The nature of our Artificial Intelligence is that it is constantly expanding, meaning our heart metrics collected through audio are now not just equally accurate as ECG data, but we have started to be able to actively identify and classify heart murmurs.
We want to do further cardiovascular analysis, which is why we're currently training our models to detect specific heart conditions, specifically Atrial Fibrillation, through mass testing and data gathering this year. We are also already able to do voice analysis, which we can use for thing such as mood detection, and cough analysis, which can indicate specific symptoms.
In the near future we will expand into mental and gastrointestinal analysis, and many other metrics you never though were possible through sound, all just through audio. It sounds completely insane, but we for example already know that monitoring audio can be more accurate for assessing when a person has low blood sugar than actually monitoring blood sugar levels themselves. This is because there is a delay, after eating, before effects shows up in the bloodstream. Audio, however, picks up exactly when you eat.

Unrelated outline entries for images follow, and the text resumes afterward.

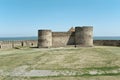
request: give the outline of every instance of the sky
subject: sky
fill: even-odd
[[[75,26],[93,26],[94,36],[120,36],[120,0],[0,0],[0,37]]]

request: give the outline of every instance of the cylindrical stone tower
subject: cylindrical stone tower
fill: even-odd
[[[38,30],[38,47],[49,48],[52,46],[52,31]]]
[[[79,46],[93,46],[93,27],[83,26],[75,28],[75,43]]]

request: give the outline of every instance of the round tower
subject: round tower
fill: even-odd
[[[52,31],[38,30],[38,47],[49,48],[52,46]]]
[[[93,46],[93,27],[76,27],[75,43],[80,46]]]

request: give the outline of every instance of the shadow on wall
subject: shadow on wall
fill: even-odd
[[[75,45],[75,32],[71,33],[68,39],[67,45]]]

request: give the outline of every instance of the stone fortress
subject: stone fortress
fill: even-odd
[[[38,47],[65,47],[93,46],[93,27],[83,26],[71,28],[68,32],[52,32],[51,30],[38,30]]]
[[[93,27],[83,26],[71,28],[68,32],[52,32],[38,30],[38,40],[1,40],[0,49],[19,47],[91,47],[91,46],[120,46],[120,40],[93,40]]]

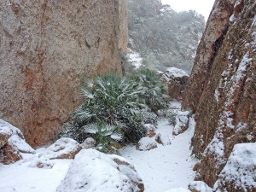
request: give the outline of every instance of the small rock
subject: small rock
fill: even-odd
[[[154,138],[158,143],[164,145],[164,143],[162,141],[162,135],[160,133],[157,134]]]
[[[145,124],[144,126],[147,130],[147,136],[149,137],[153,137],[155,136],[155,126],[152,124]]]
[[[29,167],[38,167],[40,169],[51,169],[55,163],[50,160],[38,159],[29,165]]]
[[[62,137],[49,146],[41,156],[46,159],[73,159],[82,149],[79,143],[72,138]]]
[[[143,137],[136,146],[136,149],[140,151],[148,151],[157,148],[156,142],[154,138]]]
[[[96,146],[96,141],[92,137],[88,137],[80,146],[83,149],[91,148]]]
[[[202,181],[191,182],[189,189],[192,192],[212,192],[212,189]]]
[[[173,128],[172,135],[177,136],[184,132],[189,125],[189,111],[178,112],[176,117],[176,125]]]
[[[13,145],[9,143],[3,146],[1,154],[0,160],[3,165],[9,165],[22,159],[18,148],[14,148]]]
[[[8,139],[11,137],[12,131],[7,126],[0,125],[0,148],[6,144]]]
[[[143,192],[143,180],[126,160],[95,149],[83,149],[75,157],[57,192]]]
[[[20,130],[3,119],[0,119],[0,161],[4,165],[21,160],[21,153],[35,153],[25,141]]]

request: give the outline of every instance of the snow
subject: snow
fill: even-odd
[[[139,178],[132,168],[119,167],[108,154],[95,149],[83,149],[76,155],[56,191],[130,192],[131,189],[136,189],[133,181],[122,171],[131,174],[132,178]]]
[[[69,168],[70,160],[54,160],[52,169],[30,167],[31,160],[10,166],[0,164],[0,189],[12,187],[17,192],[55,192]],[[7,192],[1,190],[1,192]]]
[[[179,103],[172,103],[179,107]],[[149,151],[135,150],[128,146],[120,150],[123,157],[134,165],[142,177],[145,192],[189,192],[188,184],[194,180],[192,171],[195,160],[190,156],[190,140],[194,134],[195,121],[183,134],[173,137],[173,126],[167,119],[158,122],[156,133],[163,139],[170,140],[171,145],[157,144],[158,148]]]
[[[256,188],[256,143],[240,143],[234,146],[226,166],[221,172],[214,189],[223,183],[230,183],[242,191]]]
[[[154,138],[150,137],[143,137],[140,139],[140,141],[137,143],[137,149],[138,150],[151,150],[154,148],[157,148],[156,142]]]
[[[172,102],[170,106],[180,110],[180,103],[177,102]],[[0,191],[9,192],[15,191],[14,189],[15,189],[17,192],[56,192],[56,189],[66,177],[68,170],[73,170],[71,165],[76,165],[75,173],[86,169],[86,172],[83,172],[87,174],[90,171],[91,173],[90,179],[96,181],[92,184],[95,187],[99,186],[96,188],[97,190],[88,191],[113,192],[114,189],[106,190],[110,184],[106,179],[110,179],[114,183],[121,183],[123,178],[129,181],[138,179],[140,176],[145,185],[145,192],[188,192],[188,184],[194,180],[195,176],[192,168],[196,163],[196,160],[191,158],[189,149],[195,127],[195,121],[191,119],[189,129],[176,137],[172,135],[173,126],[168,123],[167,119],[159,120],[155,131],[160,134],[161,139],[166,143],[168,142],[169,144],[157,143],[158,148],[150,151],[138,151],[135,146],[127,146],[120,150],[123,158],[117,155],[106,157],[105,154],[97,154],[99,153],[97,151],[92,152],[92,149],[86,149],[90,152],[85,156],[77,154],[76,158],[81,159],[75,163],[73,160],[49,160],[42,155],[47,154],[49,150],[44,148],[37,149],[35,154],[22,154],[24,160],[15,164],[9,166],[0,164],[1,175],[4,176],[0,177]],[[55,148],[52,148],[52,151]],[[114,159],[119,159],[119,161],[122,163],[117,165]],[[86,168],[83,166],[84,164],[87,165]],[[134,165],[139,176],[134,173],[131,165],[129,166],[131,169],[125,167],[126,164]],[[120,171],[118,177],[108,174],[118,172],[117,167]],[[82,177],[75,176],[74,179]],[[64,183],[65,182],[62,183]],[[63,189],[67,188],[66,191],[73,191],[70,190],[68,185],[64,186]],[[64,189],[63,192],[65,192]]]
[[[189,74],[182,69],[176,67],[168,67],[166,71],[166,75],[171,79],[182,78],[184,76],[189,77]]]
[[[166,190],[165,192],[191,192],[191,191],[185,188],[172,188],[169,190]]]
[[[70,156],[71,154],[79,151],[79,148],[81,148],[79,143],[75,140],[62,137],[40,154],[40,156],[46,159],[67,159],[67,157],[61,158],[61,156]]]
[[[198,192],[212,192],[212,189],[202,181],[191,182],[189,183],[189,189]]]
[[[8,142],[14,148],[21,153],[34,153],[34,149],[24,140],[22,132],[18,128],[0,119],[0,134],[9,135]]]
[[[230,22],[234,22],[235,20],[235,15],[233,14],[230,17]]]
[[[17,135],[11,136],[8,142],[21,153],[35,153],[35,150]]]
[[[136,69],[138,69],[142,66],[143,58],[141,57],[139,53],[128,49],[127,57],[129,63],[131,63],[131,65],[133,65]]]
[[[253,18],[253,23],[252,23],[252,26],[256,26],[256,15]]]

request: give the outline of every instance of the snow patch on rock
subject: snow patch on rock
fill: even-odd
[[[236,189],[256,190],[256,143],[236,144],[214,184],[214,191]]]
[[[148,151],[155,148],[157,148],[157,143],[154,138],[145,137],[140,139],[136,148],[141,151]]]
[[[194,192],[212,192],[212,189],[202,181],[191,182],[189,184],[189,189]]]
[[[82,149],[79,143],[72,138],[62,137],[49,146],[40,156],[53,159],[73,159]]]
[[[127,170],[128,166],[126,168],[119,166],[112,158],[95,149],[81,150],[76,155],[56,191],[102,192],[106,189],[111,192],[141,191],[131,179],[139,177],[137,172],[131,171],[132,169]],[[128,173],[125,175],[124,172]]]
[[[176,67],[168,67],[166,70],[166,75],[167,78],[176,79],[177,78],[189,77],[189,75],[182,69]]]

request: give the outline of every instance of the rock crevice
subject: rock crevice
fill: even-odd
[[[126,1],[9,1],[0,7],[0,118],[38,146],[80,102],[83,77],[121,73]]]

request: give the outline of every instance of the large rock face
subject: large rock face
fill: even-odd
[[[11,2],[0,5],[0,118],[37,146],[79,103],[81,78],[121,71],[126,1]]]
[[[256,141],[255,10],[255,1],[215,1],[183,97],[195,112],[196,179],[210,187],[234,145]]]

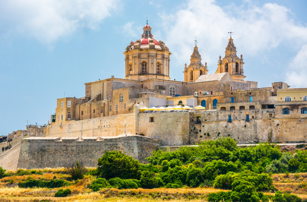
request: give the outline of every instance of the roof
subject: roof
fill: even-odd
[[[196,82],[210,81],[232,81],[232,79],[228,72],[223,73],[217,73],[211,74],[207,74],[201,75]]]

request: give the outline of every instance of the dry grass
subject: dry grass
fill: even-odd
[[[307,173],[289,173],[287,176],[285,173],[275,174],[272,178],[274,183],[306,182]]]

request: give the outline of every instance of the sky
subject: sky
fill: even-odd
[[[306,8],[305,0],[0,1],[0,136],[47,124],[56,99],[84,96],[84,83],[123,78],[123,53],[146,18],[172,53],[172,79],[183,81],[196,38],[215,73],[231,29],[245,80],[306,87]]]

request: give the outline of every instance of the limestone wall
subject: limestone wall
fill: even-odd
[[[20,143],[19,141],[7,152],[0,153],[0,167],[8,170],[17,169]]]
[[[138,135],[161,139],[164,145],[190,144],[189,112],[140,113],[138,117]]]
[[[96,166],[99,158],[106,152],[113,150],[121,151],[145,163],[145,158],[161,143],[159,140],[131,134],[62,139],[33,137],[22,140],[17,167],[56,168],[76,161],[82,161],[86,166]]]

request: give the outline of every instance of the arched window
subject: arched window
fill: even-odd
[[[215,109],[216,108],[216,104],[217,104],[217,100],[216,99],[215,99],[213,100],[213,107],[212,107],[212,109]]]
[[[122,93],[121,93],[119,95],[119,102],[121,103],[124,100],[124,95]]]
[[[201,118],[200,116],[196,116],[195,119],[195,124],[200,124],[201,123],[201,121],[200,120]]]
[[[160,63],[159,63],[159,62],[157,63],[157,70],[156,72],[156,73],[160,73]]]
[[[206,107],[206,100],[204,99],[201,101],[201,106]]]
[[[175,96],[175,94],[176,93],[176,91],[175,88],[173,87],[171,87],[169,88],[169,95],[173,97]]]
[[[146,73],[147,72],[147,63],[145,61],[142,63],[142,73]]]
[[[285,98],[285,102],[291,102],[291,97],[286,97]]]
[[[282,110],[282,114],[290,114],[290,109],[283,108]]]
[[[235,63],[235,72],[239,74],[239,63]]]

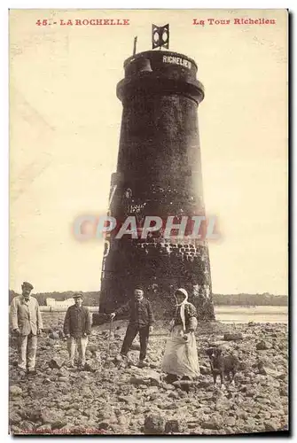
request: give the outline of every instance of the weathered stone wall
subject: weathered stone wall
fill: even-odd
[[[100,311],[112,311],[130,297],[135,284],[142,284],[157,317],[167,315],[175,290],[184,287],[199,317],[213,319],[207,244],[164,238],[169,215],[176,223],[183,216],[205,213],[197,119],[202,85],[193,64],[191,73],[176,66],[162,71],[160,52],[144,57],[149,63],[141,66],[149,66],[151,71],[126,66],[126,74],[132,74],[118,88],[123,112],[110,215],[118,228],[128,216],[136,216],[139,237],[147,215],[160,217],[163,226],[143,240],[127,235],[116,239],[116,232],[111,234],[102,267]]]

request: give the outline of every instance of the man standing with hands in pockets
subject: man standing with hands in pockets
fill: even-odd
[[[43,329],[38,301],[30,295],[33,289],[30,283],[24,282],[22,294],[14,297],[11,305],[12,327],[18,335],[18,368],[27,369],[29,374],[35,374],[37,335]]]
[[[83,295],[75,292],[73,295],[74,305],[68,307],[64,320],[64,334],[67,338],[69,365],[74,367],[76,347],[78,350],[79,369],[83,369],[86,362],[88,337],[90,334],[90,318],[89,309],[82,306]]]
[[[129,312],[129,322],[126,330],[125,338],[121,346],[121,355],[124,359],[129,351],[134,338],[139,333],[140,354],[138,366],[145,366],[145,357],[147,343],[150,332],[152,332],[152,324],[154,323],[153,314],[151,303],[144,297],[143,287],[138,285],[134,290],[134,298],[131,299],[123,307],[111,314],[111,319],[119,314]]]

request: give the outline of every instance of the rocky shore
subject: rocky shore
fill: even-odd
[[[136,367],[138,343],[122,367],[116,356],[126,322],[115,322],[106,359],[108,324],[95,327],[87,370],[66,367],[62,316],[43,315],[36,375],[16,367],[10,343],[10,431],[13,434],[238,434],[288,429],[287,325],[200,323],[197,345],[201,376],[193,384],[168,385],[160,371],[168,325],[150,338],[148,366]],[[235,385],[214,386],[209,346],[233,354],[241,369]]]

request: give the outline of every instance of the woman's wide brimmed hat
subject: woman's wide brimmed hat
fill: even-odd
[[[179,288],[179,289],[176,289],[176,292],[175,292],[175,293],[176,293],[176,294],[178,294],[178,293],[179,293],[179,294],[183,294],[183,295],[184,295],[184,297],[188,297],[188,292],[187,292],[187,291],[185,291],[185,289],[184,289],[184,288]]]
[[[72,298],[83,299],[83,294],[82,294],[82,292],[74,292],[74,295],[72,296]]]

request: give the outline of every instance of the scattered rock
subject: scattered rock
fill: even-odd
[[[21,395],[23,393],[22,389],[20,386],[17,386],[16,385],[12,385],[10,387],[9,392],[12,397],[18,397],[19,395]]]
[[[36,428],[36,432],[41,434],[51,434],[51,424],[43,424]]]
[[[237,333],[226,332],[223,336],[223,339],[225,341],[243,340],[243,335],[241,332],[237,332]]]
[[[49,362],[49,366],[50,368],[51,369],[59,369],[60,368],[62,368],[63,364],[64,364],[64,360],[59,358],[59,357],[54,357],[52,358],[50,362]]]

What assumptions about your potential customers did you have at the beginning of your journey?
For a long time we were so determined to deliver value as swiftly as possible that, in testing our tech, we focused on building our own end-to-end solutions and hardware.
This was hugely valuable in increasing our understanding of and maturing the technology, but it was only after conversations with a number of clients, government agencies and tech giants that we realised that the most powerful way to deploy our technology was to allow clients access to our algorithms without our having to necessarily produce the hardware used to collect the audio, or even for us to select the individual use cases. Once we unshackled our technology in this way, the client response was astounding. In short: rather than producing a ready-made end-to-end solution for an industry your client will know better than you, provide your customers with a tool they can deploy in the way they want.
Besides yourself, who do you consider the most influential player in your market?
We are a data company at our core. In general, there are companies out there that have shown how the cycle of gathering lots and lots of data, using it to train your AI to be superior, which invites more clients and thus more data which again makes your AI stronger, works. If you are able to be one of the first to kick off this cycle in an industry, you are holding the keys to the land. When it comes to health monitoring specifically, there's not a lot of companies in the field that are doing continuous monitoring. Direct competitors are mostly ECG-, and PPG-based wearables and intelligent clothing. And, by definition, and for the reasons I mentioned earlier, I don’t think they actually have a solution for the problem they are trying to address. Otherwise, we wouldn't be doing this.
As audio-based health monitoring is a rapidly emerging field, however, there is an increasing number of companies out there that started making applications in our field, though always focusing on just gathering one or two metrics to solve one problem using one device - the “games” to our “game engine” - such as ResApp.
Where is your target market heading?
Governments, businesses, individuals: all are starting to pay a lot of attention to human data. This is being used on a micro level to influence the decisions of companies in, for example, how to deal with or care for individuals, and on a macro level by governments and businesses in making or deploying policies. Human data is the last frontier in the data revolution, and the need for it is continuously expanding.
Populations are aging, many individuals are working remote; we have, for example, an acute crisis coming in the care sector where we won’t be able to accommodate all of us ageing, and there’s at present no solution set out for that.
What about insurance companies? Customers who are monitored by your technology and live a healthy life…
… could get a discount on their insurance. Honestly, I do think that that is where society is headed. It will need to be with the consent of both sides, of course, which is going to be very important. But I definitely see that in the future.